Automatic Environment Cleanup
With automatic environment cleanup, you can configure Garden Cloud to automatically delete Kubernetes Namespace resources deployed with Garden:
When the namespace hasn't been used by a Garden command for longer than a specified number of hours; or
At a specified time of day (or at a specified time on a given weekday). This cleanup can optionally be enabled on a per-environment basis, and the cleanup schedule for each environment can be set independently.
Automatic environment cleanup can greatly save on infrastructure costs by making sure that namespaces (and their associated resources) aren't kept around longer than needed.
Configuring a cleanup run
Visit the project settings tab of your project to configure automatic environment cleanup for that project's environments:
Click the settings icon for any of your environments to configure automatic environment cleanup:
Choosing a Cleanup mode
You can either configure Garden to delete or to scale down the namespace resources.
Delete namespaces
All the resources deployed in the namespace set to be cleaned up are going to be deleted, including the Namespace itself. This is the default option.
Scale down namespaces
If selected, all Deployments and StatefulSets deployed in the namespace will be scaled down by setting their respective replicas to 0
. All other resources are preserved.
Note: in order to successfully redeploy a namespace that has been scaled down by Garden Cloud you will need Garden Core
>=0.12.35
.
Setting up an authentication script
The authentication script is a shell script that's run before cleanup to enable Garden Cloud to delete namespaces. This is done in an ephemeral pod that's terminated after the requested namespaces have been deleted.
After the script is run, the pod should be able to use kubectl
to delete the requested namespaces. Usually, this means providing credentials to a CLI tool, but the specific approach varies by cloud provider and the specifics of your setup.
You can use project- and environment-scoped secrets in the init script, using Garden-style template-syntax (see the example in the screenshot above)

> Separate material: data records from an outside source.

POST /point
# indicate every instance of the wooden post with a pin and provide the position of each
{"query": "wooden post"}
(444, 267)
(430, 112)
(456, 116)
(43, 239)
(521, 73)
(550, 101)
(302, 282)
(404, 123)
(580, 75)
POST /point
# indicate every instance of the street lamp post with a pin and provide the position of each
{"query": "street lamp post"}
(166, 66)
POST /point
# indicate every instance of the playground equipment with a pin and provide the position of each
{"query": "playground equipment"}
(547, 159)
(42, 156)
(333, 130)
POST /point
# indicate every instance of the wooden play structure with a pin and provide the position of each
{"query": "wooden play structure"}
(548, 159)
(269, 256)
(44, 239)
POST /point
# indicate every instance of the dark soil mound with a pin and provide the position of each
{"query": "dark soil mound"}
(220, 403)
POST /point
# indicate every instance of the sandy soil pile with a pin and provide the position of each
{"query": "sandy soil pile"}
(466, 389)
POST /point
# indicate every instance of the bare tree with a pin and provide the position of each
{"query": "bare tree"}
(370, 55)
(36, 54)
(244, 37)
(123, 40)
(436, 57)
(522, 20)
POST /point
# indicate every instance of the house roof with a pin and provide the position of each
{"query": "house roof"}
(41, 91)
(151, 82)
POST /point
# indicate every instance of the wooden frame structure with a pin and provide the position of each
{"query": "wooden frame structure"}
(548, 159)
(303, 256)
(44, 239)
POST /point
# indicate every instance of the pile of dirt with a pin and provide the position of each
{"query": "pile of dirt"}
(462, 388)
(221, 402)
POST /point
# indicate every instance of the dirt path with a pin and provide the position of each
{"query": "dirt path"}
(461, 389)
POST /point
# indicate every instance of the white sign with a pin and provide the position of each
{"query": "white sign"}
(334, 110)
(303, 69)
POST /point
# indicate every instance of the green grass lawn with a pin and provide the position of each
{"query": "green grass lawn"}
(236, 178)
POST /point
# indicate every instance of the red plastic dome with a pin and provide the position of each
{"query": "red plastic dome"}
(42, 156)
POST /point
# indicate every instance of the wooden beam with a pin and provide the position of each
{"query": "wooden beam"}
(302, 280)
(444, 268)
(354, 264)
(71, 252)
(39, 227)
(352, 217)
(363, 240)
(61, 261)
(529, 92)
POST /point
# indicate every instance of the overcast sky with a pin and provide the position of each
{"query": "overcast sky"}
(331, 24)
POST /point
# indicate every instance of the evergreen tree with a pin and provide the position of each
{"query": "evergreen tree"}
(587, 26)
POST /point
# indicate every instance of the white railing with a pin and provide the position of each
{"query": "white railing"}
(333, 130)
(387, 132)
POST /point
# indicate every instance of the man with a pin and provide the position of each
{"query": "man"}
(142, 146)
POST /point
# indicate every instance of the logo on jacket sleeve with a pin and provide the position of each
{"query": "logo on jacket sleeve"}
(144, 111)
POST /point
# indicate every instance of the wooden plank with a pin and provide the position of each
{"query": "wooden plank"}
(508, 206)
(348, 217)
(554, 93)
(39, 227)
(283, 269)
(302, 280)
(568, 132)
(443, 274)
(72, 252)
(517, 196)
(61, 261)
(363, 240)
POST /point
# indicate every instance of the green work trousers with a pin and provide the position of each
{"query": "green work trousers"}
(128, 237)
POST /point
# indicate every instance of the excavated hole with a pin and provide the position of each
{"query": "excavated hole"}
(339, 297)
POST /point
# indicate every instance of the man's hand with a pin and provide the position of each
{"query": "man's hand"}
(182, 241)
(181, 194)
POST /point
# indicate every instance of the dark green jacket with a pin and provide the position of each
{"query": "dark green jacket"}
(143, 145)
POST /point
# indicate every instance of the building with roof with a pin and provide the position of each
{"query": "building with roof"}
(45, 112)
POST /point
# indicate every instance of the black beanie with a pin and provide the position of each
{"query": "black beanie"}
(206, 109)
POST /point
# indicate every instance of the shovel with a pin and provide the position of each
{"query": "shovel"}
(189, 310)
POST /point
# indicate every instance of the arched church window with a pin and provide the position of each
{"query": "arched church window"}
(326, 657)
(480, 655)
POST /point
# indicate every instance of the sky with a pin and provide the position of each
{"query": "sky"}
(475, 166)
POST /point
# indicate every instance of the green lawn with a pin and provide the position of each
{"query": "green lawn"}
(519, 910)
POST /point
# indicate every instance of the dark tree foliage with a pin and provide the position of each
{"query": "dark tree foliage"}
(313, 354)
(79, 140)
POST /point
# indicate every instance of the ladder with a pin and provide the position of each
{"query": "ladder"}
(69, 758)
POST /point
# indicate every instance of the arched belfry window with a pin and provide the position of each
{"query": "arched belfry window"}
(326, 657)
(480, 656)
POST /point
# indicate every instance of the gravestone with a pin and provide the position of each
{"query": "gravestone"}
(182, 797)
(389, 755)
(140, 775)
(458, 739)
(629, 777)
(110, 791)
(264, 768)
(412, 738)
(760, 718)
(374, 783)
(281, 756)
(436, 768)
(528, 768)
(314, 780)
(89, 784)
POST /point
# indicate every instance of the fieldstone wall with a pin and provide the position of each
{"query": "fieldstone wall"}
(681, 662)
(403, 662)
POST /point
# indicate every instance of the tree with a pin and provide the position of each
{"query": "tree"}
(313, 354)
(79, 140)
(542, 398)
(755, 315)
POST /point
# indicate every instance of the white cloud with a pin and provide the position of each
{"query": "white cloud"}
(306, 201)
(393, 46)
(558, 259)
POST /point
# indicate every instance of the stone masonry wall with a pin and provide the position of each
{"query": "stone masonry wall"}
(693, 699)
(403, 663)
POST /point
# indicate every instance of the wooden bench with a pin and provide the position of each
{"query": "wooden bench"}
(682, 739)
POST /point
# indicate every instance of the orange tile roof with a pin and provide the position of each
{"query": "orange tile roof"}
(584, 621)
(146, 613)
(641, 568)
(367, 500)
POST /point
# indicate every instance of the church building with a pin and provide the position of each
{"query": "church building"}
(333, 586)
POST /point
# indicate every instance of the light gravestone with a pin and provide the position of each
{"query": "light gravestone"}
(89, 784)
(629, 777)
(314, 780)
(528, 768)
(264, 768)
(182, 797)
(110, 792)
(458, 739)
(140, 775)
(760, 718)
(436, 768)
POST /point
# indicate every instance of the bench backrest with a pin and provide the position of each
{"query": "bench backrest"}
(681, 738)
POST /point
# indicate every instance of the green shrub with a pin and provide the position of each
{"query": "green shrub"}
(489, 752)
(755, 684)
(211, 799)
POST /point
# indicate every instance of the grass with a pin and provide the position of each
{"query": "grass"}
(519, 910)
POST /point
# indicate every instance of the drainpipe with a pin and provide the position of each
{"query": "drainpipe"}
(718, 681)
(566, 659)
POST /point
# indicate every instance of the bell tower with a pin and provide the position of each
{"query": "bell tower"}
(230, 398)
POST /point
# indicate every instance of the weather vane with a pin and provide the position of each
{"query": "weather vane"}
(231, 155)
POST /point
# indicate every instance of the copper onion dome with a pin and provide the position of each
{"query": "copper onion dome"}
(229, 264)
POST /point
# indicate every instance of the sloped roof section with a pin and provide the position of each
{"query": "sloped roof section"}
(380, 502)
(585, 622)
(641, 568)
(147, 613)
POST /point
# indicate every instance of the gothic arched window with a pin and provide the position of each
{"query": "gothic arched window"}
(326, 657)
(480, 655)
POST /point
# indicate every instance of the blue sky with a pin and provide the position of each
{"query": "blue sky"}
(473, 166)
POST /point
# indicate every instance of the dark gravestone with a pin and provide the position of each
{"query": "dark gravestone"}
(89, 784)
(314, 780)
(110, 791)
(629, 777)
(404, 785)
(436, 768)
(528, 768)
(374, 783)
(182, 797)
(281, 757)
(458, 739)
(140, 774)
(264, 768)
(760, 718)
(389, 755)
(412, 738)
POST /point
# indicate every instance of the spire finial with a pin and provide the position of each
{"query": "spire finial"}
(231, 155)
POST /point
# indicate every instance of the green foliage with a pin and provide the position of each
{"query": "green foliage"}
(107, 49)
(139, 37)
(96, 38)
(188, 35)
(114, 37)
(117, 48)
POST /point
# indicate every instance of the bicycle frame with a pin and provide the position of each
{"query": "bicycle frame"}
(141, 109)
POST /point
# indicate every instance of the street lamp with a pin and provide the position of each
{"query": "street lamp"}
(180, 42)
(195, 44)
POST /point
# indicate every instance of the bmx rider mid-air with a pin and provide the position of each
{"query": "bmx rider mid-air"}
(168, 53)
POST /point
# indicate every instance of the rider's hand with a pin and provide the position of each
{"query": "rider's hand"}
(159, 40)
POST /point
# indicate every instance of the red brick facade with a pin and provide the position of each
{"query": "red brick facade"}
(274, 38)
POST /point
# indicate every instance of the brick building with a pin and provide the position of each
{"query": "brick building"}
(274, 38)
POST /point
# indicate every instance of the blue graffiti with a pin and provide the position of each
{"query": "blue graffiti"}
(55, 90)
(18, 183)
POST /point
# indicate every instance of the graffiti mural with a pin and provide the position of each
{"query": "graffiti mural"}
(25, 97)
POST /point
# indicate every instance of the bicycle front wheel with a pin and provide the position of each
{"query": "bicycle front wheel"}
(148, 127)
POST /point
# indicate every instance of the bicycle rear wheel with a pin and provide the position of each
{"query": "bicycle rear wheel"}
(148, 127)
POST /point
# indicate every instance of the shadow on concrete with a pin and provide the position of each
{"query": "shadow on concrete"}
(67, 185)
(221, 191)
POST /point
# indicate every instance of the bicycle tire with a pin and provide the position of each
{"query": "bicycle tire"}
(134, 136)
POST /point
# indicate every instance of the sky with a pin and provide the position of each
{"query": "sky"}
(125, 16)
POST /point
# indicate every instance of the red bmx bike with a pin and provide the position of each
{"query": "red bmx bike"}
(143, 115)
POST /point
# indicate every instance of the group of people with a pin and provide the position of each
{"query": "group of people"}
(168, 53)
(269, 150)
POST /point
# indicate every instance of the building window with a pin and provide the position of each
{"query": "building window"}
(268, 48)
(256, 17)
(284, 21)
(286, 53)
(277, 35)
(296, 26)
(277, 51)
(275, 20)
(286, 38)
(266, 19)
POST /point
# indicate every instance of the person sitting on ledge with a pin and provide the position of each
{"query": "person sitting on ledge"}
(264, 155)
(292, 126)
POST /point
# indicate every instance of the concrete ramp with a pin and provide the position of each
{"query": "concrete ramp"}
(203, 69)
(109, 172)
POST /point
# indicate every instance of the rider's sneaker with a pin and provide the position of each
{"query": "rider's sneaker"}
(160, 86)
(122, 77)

In general, the same approach used for workflow runner pods works for the authentication script.
If you need help getting this set up, plese contact Garden support—we'd be happy to assist.
How are hours of inactivity calculated?
When a logged-in Garden CLI command builds, deploys or runs tests or tasks in a given namespace, the events streamed to Garden Cloud are used to update the "last used" timestamp of that namespace in Garden Cloud.
For environments configured for cleanup after a certain number of hours of inactivity, the automatic cleanup logic periodically checks for namespaces that haven't been used by logged-in Garden commands for longer than the specified duration, and deletes any matching namespaces in that environment.